Google’s AutoFlip for Automated AI-Enabled Video Reframing

Google has unveiled AutoFlip, an open source, AI-enabled tool that offers smarter, automated video reframing. A lot of video is captured in landscape aspect ratios such as 16:9 and 4:3, not optimized for different (read: vertical) display devices. The traditional method has been to statically crop the material that doesn’t fit in the destination device, but that usually offers an unsatisfactory result.
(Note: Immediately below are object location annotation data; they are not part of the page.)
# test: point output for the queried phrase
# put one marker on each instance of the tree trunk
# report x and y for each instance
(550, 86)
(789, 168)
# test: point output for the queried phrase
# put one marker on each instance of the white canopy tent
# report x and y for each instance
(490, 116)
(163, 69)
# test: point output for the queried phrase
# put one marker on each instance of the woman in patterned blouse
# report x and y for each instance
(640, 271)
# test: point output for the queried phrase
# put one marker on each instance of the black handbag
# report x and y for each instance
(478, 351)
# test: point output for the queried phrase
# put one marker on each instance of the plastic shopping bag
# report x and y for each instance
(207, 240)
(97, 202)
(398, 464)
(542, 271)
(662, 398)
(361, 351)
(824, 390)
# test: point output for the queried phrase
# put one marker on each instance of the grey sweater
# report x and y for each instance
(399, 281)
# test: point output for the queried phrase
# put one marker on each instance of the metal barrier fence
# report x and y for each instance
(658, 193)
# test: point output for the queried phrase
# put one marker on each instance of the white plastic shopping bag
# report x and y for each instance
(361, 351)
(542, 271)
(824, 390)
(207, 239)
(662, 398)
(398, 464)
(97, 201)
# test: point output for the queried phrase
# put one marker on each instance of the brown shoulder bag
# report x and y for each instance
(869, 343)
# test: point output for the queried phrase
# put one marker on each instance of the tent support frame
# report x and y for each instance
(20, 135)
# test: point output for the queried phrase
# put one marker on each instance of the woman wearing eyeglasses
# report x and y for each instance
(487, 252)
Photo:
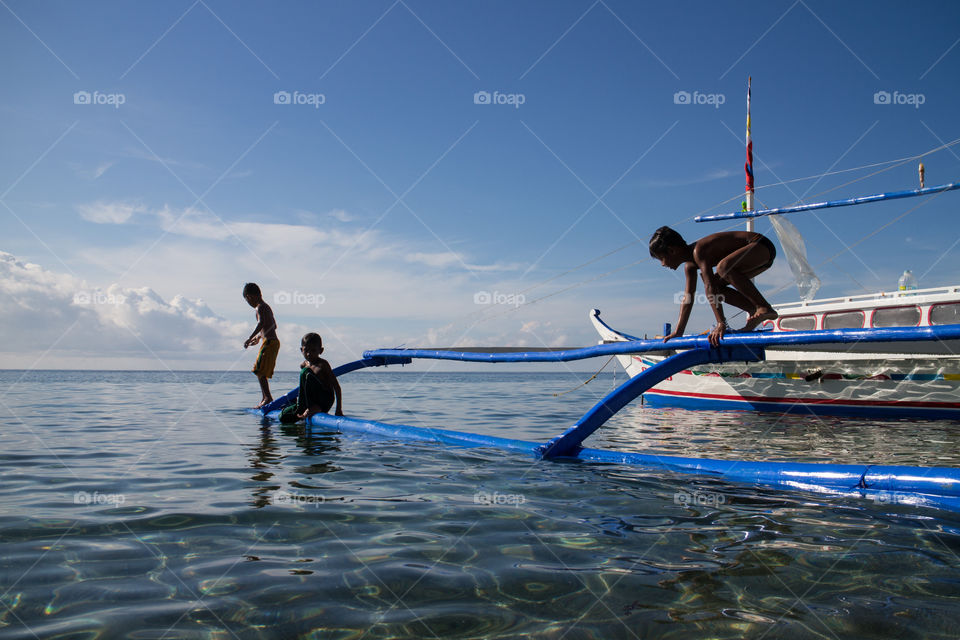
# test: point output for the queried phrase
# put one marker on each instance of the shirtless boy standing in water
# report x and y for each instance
(737, 255)
(266, 329)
AutoFlip, however, relies on AI object detection and tracking to intelligently understand the video content.

VentureBeat reports that Google Research senior software engineers Nathan Frey and Zheng Sun said they were “excited to release this tool directly to developers and filmmakers, reducing the barriers to their design creativity and reach through the automation of video editing.”

“The ability to adapt any video format to various aspect ratios is becoming increasingly important as the diversity of devices for video content consumption continues to rapidly increase,” they added.

AutoFlip “detects changes in the composition that signify scene changes in order to isolate scenes for processing.” It detects the changes by computing the color histogram of each frame and comparing it to prior frames. Each shot relies on “video analysis to identify salient content before reframing the scene, chiefly by selecting an optimized camera mode and path.” AutoFlip then “buffers the video until the scene is complete before making reframing decisions in order to optimize the reframing for the entire scene.”

AI-based object detection is used to “find interesting content in the frame, like people, animals, text overlays, logos, and motion … [and] face and object detection models are integrated with AutoFlip through MediaPipe, a framework that enables the development of pipelines for processing multimodal data, which uses Google’s TensorFlow Lite machine learning framework on processors.”

The latter’s structure, said Google, allows AutoFlip to be extensible “so developers can add detection algorithms for different use cases and video content.” AutoFlip chooses among stationary, panning or tracking techniques for reframing “depending on the way objects behave during the scene.”

Depending on the reframing strategy chosen, “AutoFlip determines a cropping window for each frame while preserving the content of interest.” A configuration graph creates settings for reframing so that “if it becomes impossible to cover all the required region, the system will automatically switch to a less aggressive strategy by applying a letterbox effect,” drawing on the solid color background (if one is available) to fill in the frame.

In the future, said Frey and Sun, the focus will be on “improving AutoFlip’s ability to detect ‘objects relevant to the intent of the video,’ such as speaker detection for interviews or animated face detection on cartoons, and ensuring input video with overlays on the edges of the screen (such as text or logos) aren’t cropped from the view.”